What if we focused on the space left by Rooney at the end of Normal People or by Dunham and Judd Apatow at the end of Girls? Or by Maggie Rogers in every single song she sings, where all that we don't and can’t know lingers in the background?
It’s begging us to fill it in, not with a partner but with something else. What if we can find it, not by looking in on ourselves but out towards one another?
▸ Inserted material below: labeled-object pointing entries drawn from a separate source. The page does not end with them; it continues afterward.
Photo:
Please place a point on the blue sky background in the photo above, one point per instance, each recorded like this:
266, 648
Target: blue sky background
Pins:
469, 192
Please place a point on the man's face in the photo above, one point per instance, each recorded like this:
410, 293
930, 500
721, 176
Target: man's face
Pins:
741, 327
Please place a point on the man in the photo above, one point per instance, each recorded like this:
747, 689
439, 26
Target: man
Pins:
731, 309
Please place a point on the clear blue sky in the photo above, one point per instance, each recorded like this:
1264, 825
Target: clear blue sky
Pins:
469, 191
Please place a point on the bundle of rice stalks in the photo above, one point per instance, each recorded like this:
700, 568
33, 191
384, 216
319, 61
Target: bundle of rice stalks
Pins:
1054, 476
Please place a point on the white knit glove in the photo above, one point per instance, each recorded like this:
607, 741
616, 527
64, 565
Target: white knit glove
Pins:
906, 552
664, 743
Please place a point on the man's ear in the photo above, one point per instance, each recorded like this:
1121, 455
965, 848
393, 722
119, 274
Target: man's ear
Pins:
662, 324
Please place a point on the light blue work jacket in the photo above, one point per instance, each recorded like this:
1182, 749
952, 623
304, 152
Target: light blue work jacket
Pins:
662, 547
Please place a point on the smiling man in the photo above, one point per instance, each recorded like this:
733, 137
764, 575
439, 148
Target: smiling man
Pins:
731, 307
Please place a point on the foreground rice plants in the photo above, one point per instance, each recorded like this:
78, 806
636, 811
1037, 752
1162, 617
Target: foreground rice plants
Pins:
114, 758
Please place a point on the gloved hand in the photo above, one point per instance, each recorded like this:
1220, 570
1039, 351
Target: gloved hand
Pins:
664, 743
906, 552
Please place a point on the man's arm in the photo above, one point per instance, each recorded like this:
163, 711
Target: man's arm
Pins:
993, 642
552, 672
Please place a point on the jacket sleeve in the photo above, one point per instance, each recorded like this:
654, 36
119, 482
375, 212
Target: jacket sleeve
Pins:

What if it’s not straight single women who need to be rehabilitated into our culture but heteronormative relationships – in policy and principal – as a whole? 
When more than 600 women attended the first national Women’s Liberation Movement conference in 1970 in Oxford, they came up with four demands:
1. Equal pay
2. Equal educational and job opportunities
3. Free contraception and abortion on demand
4. Free 24-hour nurseries
We’re still fighting for all of these and, until we have them, men and women will never truly be able to engage with each other on equal terms because single women will always be disadvantaged, which systematically elevates men’s experience above theirs. 
What if we – single women – were okay all along and we’re only just finding ways to articulate that, to figure out how we want to be in the world and ask for society to put systems in place to facilitate it? There's a reason why the most lucrative forms of popular culture continue to ask questions about relationships and how men and women can be (or not be) together – it's because we haven't got it right yet.
We keep talking about self-love and self-acceptance and yet it strikes me that, as Austen subtly did through the vehicle of Lizzie Bennet, we're still actually asking the world to welcome us as we are.